Baru aja selesai ngomong, salah satu dari penculik memukul gua. Niat banget mukulnya, sampe ujung bibir gua robek.

“Apa yang kalian ....”

Bug!

Satu lagi pukulan dan bikin kepala gua berasa berat banget.

Kayanya pandangan gua juga mulai buram. Curiganya sih, karena mata gua yang ketutupan ama darah.

“Kita harus habisi dia.” Salah satu dari mereka berkata pada temannya.

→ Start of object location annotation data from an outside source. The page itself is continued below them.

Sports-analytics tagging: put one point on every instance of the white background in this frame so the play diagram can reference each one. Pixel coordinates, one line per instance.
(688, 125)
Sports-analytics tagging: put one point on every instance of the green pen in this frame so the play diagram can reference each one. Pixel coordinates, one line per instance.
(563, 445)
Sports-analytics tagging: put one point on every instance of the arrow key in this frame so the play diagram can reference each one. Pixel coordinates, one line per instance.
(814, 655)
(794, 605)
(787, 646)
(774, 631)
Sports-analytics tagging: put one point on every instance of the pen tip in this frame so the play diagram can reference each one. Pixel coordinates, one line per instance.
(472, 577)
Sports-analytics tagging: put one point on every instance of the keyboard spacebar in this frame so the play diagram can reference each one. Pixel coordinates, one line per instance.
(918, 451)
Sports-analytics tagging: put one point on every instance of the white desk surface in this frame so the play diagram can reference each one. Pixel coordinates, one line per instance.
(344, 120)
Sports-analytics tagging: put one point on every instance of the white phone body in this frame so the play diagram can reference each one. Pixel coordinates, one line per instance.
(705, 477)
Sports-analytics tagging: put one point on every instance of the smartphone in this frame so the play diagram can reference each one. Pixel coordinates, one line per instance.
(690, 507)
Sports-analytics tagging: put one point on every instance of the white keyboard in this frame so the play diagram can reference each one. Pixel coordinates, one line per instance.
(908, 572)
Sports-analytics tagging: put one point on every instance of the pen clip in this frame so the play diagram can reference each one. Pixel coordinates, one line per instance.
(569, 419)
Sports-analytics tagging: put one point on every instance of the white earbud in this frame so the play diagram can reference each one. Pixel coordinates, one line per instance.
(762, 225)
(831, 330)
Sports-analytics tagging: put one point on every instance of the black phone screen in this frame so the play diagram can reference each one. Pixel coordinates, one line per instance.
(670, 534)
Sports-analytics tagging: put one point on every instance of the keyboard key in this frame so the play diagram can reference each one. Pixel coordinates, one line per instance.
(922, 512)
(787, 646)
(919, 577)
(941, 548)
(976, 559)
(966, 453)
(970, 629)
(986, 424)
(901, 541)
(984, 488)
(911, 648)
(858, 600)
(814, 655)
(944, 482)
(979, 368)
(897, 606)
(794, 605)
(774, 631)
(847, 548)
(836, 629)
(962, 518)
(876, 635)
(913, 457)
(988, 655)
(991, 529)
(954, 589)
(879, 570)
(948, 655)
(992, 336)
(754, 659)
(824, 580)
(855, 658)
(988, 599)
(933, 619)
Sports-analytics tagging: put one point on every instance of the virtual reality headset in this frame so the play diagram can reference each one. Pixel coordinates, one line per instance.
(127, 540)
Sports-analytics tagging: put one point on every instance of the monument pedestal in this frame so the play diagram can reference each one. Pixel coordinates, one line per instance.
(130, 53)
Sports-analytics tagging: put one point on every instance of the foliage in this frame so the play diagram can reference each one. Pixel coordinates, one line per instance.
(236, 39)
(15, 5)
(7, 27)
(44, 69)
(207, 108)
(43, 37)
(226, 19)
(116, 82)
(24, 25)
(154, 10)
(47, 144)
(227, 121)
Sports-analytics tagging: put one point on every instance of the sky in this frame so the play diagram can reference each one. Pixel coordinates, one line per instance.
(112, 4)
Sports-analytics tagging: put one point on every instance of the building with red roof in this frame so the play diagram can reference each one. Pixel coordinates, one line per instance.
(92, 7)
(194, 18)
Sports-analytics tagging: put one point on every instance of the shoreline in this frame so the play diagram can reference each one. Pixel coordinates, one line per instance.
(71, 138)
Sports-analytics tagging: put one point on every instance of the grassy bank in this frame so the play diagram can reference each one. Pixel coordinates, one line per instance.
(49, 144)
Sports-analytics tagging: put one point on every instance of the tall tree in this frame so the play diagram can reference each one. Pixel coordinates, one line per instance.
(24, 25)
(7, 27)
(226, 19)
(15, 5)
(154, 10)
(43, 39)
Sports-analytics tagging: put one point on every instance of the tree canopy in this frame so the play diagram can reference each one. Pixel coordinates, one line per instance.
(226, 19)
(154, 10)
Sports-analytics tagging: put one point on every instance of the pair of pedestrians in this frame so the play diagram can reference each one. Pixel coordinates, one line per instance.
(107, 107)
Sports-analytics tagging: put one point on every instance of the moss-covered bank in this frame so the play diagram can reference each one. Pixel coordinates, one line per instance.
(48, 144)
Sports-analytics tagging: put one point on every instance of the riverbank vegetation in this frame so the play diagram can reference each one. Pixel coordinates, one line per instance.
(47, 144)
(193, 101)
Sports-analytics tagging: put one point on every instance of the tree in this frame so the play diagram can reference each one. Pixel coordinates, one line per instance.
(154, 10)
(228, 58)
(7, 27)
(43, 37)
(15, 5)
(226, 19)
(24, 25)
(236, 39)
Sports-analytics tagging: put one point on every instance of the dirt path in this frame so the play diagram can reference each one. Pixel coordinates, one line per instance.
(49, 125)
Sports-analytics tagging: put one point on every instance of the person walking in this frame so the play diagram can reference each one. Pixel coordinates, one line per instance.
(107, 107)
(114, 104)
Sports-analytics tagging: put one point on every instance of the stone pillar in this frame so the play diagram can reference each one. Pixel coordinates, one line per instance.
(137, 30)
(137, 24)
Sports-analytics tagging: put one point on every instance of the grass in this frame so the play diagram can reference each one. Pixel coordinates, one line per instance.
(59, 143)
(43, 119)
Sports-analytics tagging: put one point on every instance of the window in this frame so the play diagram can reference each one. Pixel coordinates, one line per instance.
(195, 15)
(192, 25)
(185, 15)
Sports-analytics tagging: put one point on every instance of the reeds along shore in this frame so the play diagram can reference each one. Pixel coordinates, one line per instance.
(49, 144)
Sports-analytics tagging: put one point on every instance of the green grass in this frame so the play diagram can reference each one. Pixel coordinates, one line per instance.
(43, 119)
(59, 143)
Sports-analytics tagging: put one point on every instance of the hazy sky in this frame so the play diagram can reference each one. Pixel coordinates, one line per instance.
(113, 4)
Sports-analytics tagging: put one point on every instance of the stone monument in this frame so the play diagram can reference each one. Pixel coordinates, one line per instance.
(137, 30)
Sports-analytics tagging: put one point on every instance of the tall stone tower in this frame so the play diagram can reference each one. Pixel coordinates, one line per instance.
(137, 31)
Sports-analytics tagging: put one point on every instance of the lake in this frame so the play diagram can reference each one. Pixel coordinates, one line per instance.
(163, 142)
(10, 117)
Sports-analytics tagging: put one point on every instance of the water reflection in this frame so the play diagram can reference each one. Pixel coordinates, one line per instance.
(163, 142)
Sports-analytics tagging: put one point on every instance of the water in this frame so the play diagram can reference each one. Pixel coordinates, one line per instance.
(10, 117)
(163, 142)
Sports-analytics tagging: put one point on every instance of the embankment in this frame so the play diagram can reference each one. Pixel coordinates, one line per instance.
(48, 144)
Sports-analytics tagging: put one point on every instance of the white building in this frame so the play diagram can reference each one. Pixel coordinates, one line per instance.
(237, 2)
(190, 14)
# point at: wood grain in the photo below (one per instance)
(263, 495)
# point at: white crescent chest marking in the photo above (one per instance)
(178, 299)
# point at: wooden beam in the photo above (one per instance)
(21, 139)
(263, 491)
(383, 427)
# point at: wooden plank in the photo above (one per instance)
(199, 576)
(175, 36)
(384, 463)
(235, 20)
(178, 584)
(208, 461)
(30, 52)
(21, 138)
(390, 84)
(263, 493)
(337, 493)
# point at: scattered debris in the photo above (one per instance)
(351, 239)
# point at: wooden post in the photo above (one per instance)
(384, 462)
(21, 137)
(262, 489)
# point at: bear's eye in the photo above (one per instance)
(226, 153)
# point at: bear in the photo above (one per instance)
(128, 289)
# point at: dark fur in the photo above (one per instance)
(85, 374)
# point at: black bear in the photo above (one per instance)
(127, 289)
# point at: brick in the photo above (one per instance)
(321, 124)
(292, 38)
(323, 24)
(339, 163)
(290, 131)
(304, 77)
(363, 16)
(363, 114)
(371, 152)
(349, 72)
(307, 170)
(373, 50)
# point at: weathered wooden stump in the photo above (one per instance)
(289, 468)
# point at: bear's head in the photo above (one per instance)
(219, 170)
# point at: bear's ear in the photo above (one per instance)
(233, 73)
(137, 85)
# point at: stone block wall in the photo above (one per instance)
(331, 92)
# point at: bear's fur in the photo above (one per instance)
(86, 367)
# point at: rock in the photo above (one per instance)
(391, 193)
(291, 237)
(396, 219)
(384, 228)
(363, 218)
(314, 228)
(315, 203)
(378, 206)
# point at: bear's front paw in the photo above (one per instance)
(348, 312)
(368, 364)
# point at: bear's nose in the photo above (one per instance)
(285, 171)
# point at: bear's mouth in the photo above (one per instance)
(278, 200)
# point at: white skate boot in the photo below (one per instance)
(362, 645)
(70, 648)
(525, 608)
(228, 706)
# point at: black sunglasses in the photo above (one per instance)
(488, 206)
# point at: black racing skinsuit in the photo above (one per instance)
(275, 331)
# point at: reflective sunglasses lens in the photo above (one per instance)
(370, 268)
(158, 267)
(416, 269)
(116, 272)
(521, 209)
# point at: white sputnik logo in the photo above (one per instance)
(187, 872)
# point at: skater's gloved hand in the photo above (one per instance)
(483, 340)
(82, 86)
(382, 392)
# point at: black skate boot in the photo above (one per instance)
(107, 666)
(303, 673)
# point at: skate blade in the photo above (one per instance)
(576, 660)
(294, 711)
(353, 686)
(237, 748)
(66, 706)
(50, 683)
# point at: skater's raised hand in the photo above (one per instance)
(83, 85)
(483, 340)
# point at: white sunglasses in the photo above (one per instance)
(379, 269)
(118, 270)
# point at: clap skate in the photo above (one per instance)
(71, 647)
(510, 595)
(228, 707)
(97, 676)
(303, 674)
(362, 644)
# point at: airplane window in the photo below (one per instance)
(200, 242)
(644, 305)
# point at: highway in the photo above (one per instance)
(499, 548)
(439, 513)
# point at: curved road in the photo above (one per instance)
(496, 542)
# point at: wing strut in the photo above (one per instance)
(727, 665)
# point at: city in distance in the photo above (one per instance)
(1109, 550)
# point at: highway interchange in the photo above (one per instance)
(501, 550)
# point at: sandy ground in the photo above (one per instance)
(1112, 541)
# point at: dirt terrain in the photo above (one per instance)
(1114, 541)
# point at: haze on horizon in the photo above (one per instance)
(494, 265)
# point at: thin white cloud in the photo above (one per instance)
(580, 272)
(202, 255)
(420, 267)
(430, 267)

“Jangan! Kita hanya diamanatkan untuk menyiksanya.”

“Apa kau yakin?”

“Seratus persen.”

Setelah itu, tendang dan tinju jadi satu. Seumur hidup, baru kali ini gua ngerasain bogem yang lebih pedih dari bogem emak gua. Rasanya gua gak lagi bisa bergerak karena bogem itu mengenai gua tanpa henti.

Tiba-tiba, dari kejauhan, suara derap langkah kuda terdengar. Dari mata gua yang mulai buram, gua melihat banyak cahaya obor yang mendekat. Herannya, para penculik seperti tak peduli. Mereka justru pasrah saja saat banyak pasukan kerajaan mengepung dan mulai menggiring mereka.

Di kereta kuda, sosok Selir muncul dengan anggun. Dia mendekati gua dan memaksa gua mendongak.

“Cukup parah. Bawa dia masuk ke kereta. Kita butuh tabib istana untuk menyembuhkan semua luka ini.”

Pasukan kerajaan dan kereta istana berjalan kembali ke istana. Hening terasa dan membuat gua bertanya, sebenarnya ada apa malam ini.

“Kau bingung?” Selir mengusap darah di bibir gua dengan jarinya yang dipenuhi permata. “Kau harus terbiasa seperti ini, jika berniat jadi keluarga istana.”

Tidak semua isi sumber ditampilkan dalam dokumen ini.